Intro¶
The storage driver domain in this howto is called zfshost
I have two small Intel 320 SSD 40GB in MD raid1 in a LVM VG (Volume Group) called vg_raid1
. This VG contains 4 LV's (root+swap for dom0 and zfshost)
The LVM LVs (Logical Volume) zfshost-disk
zfshost-swap
are used for boot and swap for the Debian based zfs storage driver domain.
The actual ZFS storage disks are handled fully by the storage driver domain and they are on a SATA controller exported with pci-export to the zfshost domU.
The SATA disks on the exported SATA controller are in a pool called tank.
Why not FreeBSD
- NFSv4 and Kerberos not working well enough
- No pure PV mode (only HVM) (causes issues with pci passthrough)
- Resize of zvol needs domU restart
Preparations¶
Switch from pygrub to pvgrub¶
Pygrub can not be used with disks directly from a storage driver domain as pygrub runs on dom0 it self.
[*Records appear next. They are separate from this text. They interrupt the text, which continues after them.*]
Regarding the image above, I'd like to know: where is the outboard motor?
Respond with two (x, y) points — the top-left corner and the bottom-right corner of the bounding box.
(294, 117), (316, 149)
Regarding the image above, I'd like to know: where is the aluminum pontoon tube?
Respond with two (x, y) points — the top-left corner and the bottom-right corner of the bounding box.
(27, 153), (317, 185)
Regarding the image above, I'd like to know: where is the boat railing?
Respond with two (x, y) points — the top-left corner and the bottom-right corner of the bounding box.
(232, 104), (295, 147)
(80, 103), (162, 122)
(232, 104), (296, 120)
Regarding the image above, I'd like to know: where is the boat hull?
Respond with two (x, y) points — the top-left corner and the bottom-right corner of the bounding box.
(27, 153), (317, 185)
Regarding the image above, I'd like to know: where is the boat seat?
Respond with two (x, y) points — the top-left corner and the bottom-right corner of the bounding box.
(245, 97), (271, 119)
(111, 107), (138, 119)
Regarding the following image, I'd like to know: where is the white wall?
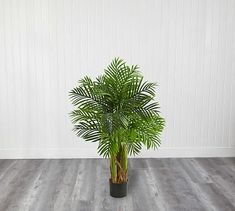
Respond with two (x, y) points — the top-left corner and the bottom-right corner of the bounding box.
(0, 0), (235, 158)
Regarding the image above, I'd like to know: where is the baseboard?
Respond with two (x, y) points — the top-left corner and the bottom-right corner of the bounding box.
(0, 147), (235, 159)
Instead all domUs using pygrub shall be changed to use pvgrub.
In domU (Debian Jessie only)¶
Change from grub-legacy to pvgrub (based on grub2)
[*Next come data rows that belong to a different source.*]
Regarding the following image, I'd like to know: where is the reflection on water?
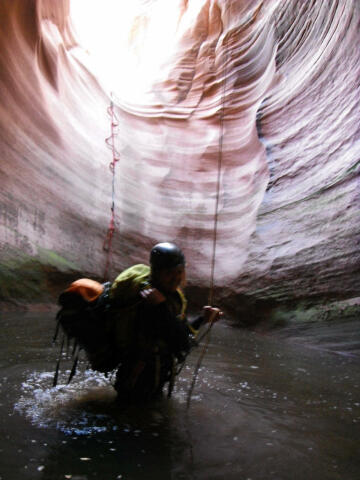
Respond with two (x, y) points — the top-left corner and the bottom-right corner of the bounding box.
(0, 314), (360, 480)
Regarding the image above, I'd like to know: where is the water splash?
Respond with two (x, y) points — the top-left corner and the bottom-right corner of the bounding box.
(14, 370), (118, 435)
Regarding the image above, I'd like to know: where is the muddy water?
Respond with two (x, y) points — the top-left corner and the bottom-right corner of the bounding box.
(0, 314), (360, 480)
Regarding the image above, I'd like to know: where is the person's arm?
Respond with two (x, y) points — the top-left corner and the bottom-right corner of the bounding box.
(141, 289), (191, 358)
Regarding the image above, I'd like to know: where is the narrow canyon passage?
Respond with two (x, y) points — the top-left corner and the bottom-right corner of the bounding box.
(0, 0), (360, 480)
(0, 314), (360, 480)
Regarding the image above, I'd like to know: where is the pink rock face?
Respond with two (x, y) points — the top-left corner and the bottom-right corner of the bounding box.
(0, 0), (360, 318)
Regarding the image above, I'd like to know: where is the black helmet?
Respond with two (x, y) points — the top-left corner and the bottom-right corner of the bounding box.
(150, 242), (185, 270)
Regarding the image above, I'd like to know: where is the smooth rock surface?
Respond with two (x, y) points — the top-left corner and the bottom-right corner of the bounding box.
(0, 0), (360, 319)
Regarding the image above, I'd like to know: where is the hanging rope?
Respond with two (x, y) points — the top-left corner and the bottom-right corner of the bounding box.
(186, 45), (227, 409)
(103, 94), (120, 281)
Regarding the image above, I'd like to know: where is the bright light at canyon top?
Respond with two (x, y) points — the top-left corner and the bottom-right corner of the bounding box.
(71, 0), (183, 104)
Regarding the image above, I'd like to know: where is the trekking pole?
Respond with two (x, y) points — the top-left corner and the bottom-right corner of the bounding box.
(186, 310), (219, 410)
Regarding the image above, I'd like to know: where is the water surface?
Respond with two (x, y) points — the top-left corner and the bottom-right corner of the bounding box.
(0, 313), (360, 480)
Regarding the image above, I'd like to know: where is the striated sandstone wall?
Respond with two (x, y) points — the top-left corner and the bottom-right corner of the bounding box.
(0, 0), (360, 322)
# apt-get install grub-xen # mv /boot/grub/menu.lst /root/ # update-grub
In dom0 (Debian Jessie only)¶
Make sure the package grub-xen-host
is installed first, then apply the following diff to the domU
--- a/xen/<domU-name>.cfg +++ b/xen/<domU-name>.cfg @@ -8,7 +8,7 @@ # -bootloader = '/usr/lib/xen-4.4/bin/pygrub' +kernel = '/usr/lib/grub-xen/grub-x86_64-xen.bin' vcpus = '1' memory = '1024' @@ -17,7 +17,6 @@ memory = '1024' # # Disk device(s). # -root = '/dev/xvda2 ro' disk = [ 'phy:/dev/vg_raid1/<domU-name>-disk,xvda2,w', 'phy:/dev/vg_raid1/<domU-name>-swap,xvda1,w',
For 32-bit domUs use /usr/lib/grub-xen/grub-i386-xen.bin
.
Shutdown the domU and restart it
# xl shutdown <domU-name> - (wait until it is down) # xl create /etc/xen/<domU-name>.cfg -c
Setup zfshost¶
Installation¶
Install Debian Jessie as a XEN-PV on a LVM lv from the dom0 (e.g. /dev/vg_raid1/zfshost-root
and /dev/vg_raid1/zfshost-swap
)
The disks that will be managed by ZFS are connected to a SATA controller exported to the domU with PCI export.
PCI export¶
Find the PCI id for the SATA/SAS card to export, in my case (on a HP Microserver Gen8)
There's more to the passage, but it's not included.